4. The registrant's other certifying officer(s) and I are responsible for establishing and maintaining disclosure controls and procedures (as defined in Rule 30a-3(c) under the Investment Company Act of 1940) for the registrant and have:

a. Designed such disclosure controls and procedures, or caused such disclosure controls and procedures to be designed under our supervision, to ensure that material information relating to the registrant, including its consolidated subsidiaries, is made known to us by others within those entities, particularly during the period in which this report is being prepared;

b. Evaluated the effectiveness of the registrant's disclosure controls and procedures and presented in this report our conclusions about the effectiveness of the disclosure controls and procedures, as of a date within 90 days prior to the filing date of this report based upon such evaluation; and

c. Disclosed in this report any change in the registrant's internal control over financial reporting that occurred during the registrant's most recent fiscal half-year (the registrant's second fiscal half-year in the case of an annual report) that has materially affected, or is reasonably likely to materially affect, the registrant's internal control over financial reporting; and

5. The registrant's other certifying officer(s) and I have disclosed to the registrant's auditors and the audit committee of the registrant's board of directors (or persons performing the equivalent functions):

a. All significant deficiencies and material weaknesses in the design or operation of internal control over financial reporting which are reasonably likely to adversely affect the registrant's ability to record, process, summarize, and report financial information; and

b. Any fraud, whether or not material, that involves management or other employees who have a significant role in the registrant's internal control over financial reporting.

Date: January 21, 2004

/s/Timothy F. Hayes

Timothy F. Hayes

Chief Financial Officer

EX-99.906 CERT 4 r906.htm

Exhibit EX-99.906CERT

Certification Pursuant to Section 906 of the Sarbanes-Oxley Act of 2002 (subsections (a) and (b) of section 1350, chapter 63 of title 18, United States Code)

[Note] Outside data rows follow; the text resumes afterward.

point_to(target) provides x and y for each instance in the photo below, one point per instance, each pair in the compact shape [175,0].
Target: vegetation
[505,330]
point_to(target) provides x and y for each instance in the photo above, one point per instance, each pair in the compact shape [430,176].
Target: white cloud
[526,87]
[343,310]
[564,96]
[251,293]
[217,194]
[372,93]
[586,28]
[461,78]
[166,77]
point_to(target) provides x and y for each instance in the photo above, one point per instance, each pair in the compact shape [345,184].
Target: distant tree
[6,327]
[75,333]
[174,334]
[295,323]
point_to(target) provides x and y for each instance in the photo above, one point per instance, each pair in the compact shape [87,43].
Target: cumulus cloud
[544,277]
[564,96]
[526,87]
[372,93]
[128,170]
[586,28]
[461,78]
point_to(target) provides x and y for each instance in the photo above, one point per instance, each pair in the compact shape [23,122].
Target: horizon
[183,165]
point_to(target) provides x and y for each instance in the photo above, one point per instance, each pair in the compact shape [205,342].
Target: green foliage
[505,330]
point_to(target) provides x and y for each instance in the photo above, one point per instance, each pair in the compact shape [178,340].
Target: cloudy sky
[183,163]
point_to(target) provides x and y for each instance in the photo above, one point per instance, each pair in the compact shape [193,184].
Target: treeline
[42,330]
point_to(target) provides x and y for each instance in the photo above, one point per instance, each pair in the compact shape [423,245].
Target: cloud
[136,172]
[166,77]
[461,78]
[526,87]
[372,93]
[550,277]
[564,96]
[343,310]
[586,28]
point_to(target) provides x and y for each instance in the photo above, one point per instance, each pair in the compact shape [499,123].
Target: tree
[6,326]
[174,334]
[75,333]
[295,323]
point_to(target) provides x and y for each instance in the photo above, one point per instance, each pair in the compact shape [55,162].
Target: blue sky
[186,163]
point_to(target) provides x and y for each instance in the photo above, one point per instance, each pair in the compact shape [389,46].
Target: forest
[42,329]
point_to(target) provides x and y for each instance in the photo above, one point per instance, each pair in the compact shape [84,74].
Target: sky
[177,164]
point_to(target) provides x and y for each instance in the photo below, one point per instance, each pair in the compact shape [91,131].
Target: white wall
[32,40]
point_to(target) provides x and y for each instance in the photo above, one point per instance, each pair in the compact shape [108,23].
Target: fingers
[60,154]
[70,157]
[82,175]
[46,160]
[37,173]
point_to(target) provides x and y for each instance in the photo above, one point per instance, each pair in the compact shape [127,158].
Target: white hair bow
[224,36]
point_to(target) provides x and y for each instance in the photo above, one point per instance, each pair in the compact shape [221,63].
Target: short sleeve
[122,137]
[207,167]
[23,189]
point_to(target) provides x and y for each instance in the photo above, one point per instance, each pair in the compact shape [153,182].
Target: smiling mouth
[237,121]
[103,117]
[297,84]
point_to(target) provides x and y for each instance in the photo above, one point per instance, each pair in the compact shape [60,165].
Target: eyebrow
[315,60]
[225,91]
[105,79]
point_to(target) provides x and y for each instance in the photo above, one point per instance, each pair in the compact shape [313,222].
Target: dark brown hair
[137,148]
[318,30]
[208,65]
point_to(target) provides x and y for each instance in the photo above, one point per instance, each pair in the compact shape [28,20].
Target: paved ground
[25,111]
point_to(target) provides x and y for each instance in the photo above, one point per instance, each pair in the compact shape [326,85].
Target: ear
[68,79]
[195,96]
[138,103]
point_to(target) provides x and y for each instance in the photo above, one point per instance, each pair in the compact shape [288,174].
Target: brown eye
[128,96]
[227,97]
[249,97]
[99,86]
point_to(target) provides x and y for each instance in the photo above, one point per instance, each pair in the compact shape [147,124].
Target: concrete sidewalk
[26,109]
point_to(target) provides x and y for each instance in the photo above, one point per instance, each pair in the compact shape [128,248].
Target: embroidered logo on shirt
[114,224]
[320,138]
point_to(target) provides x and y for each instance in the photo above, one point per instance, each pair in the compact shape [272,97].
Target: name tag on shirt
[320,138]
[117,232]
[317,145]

In connection with the attached Report of Fidelity Revere Street Trust (the "Trust") on Form N-CSR to be filed with the Securities and Exchange Commission (the "Report"), each of the undersigned officers of the Trust does hereby certify that, to the best of such officer's knowledge:

1. The Report fully complies with the requirements of 13(a) or 15(d) of the Securities Exchange Act of 1934; and

2. The information contained in the Report fairly presents, in all material respects, the financial condition and results of operations of the Trust as of, and for, the periods presented in the Report.

Dated: January 21, 2004

/s/Maria Dwyer

Maria Dwyer

President and Treasurer

Dated: January 21, 2004

/s/Timothy F. Hayes

Timothy F. Hayes

Chief Financial Officer

A signed original of this written statement required by Section 906, or other document authenticating, acknowledging, or otherwise adopting the signature that appears in typed form within the electronic version of this written statement required by Section 906, has been provided to the Trust and will be retained by the Trust and furnished to the Securities and Exchange Commission or its staff upon request.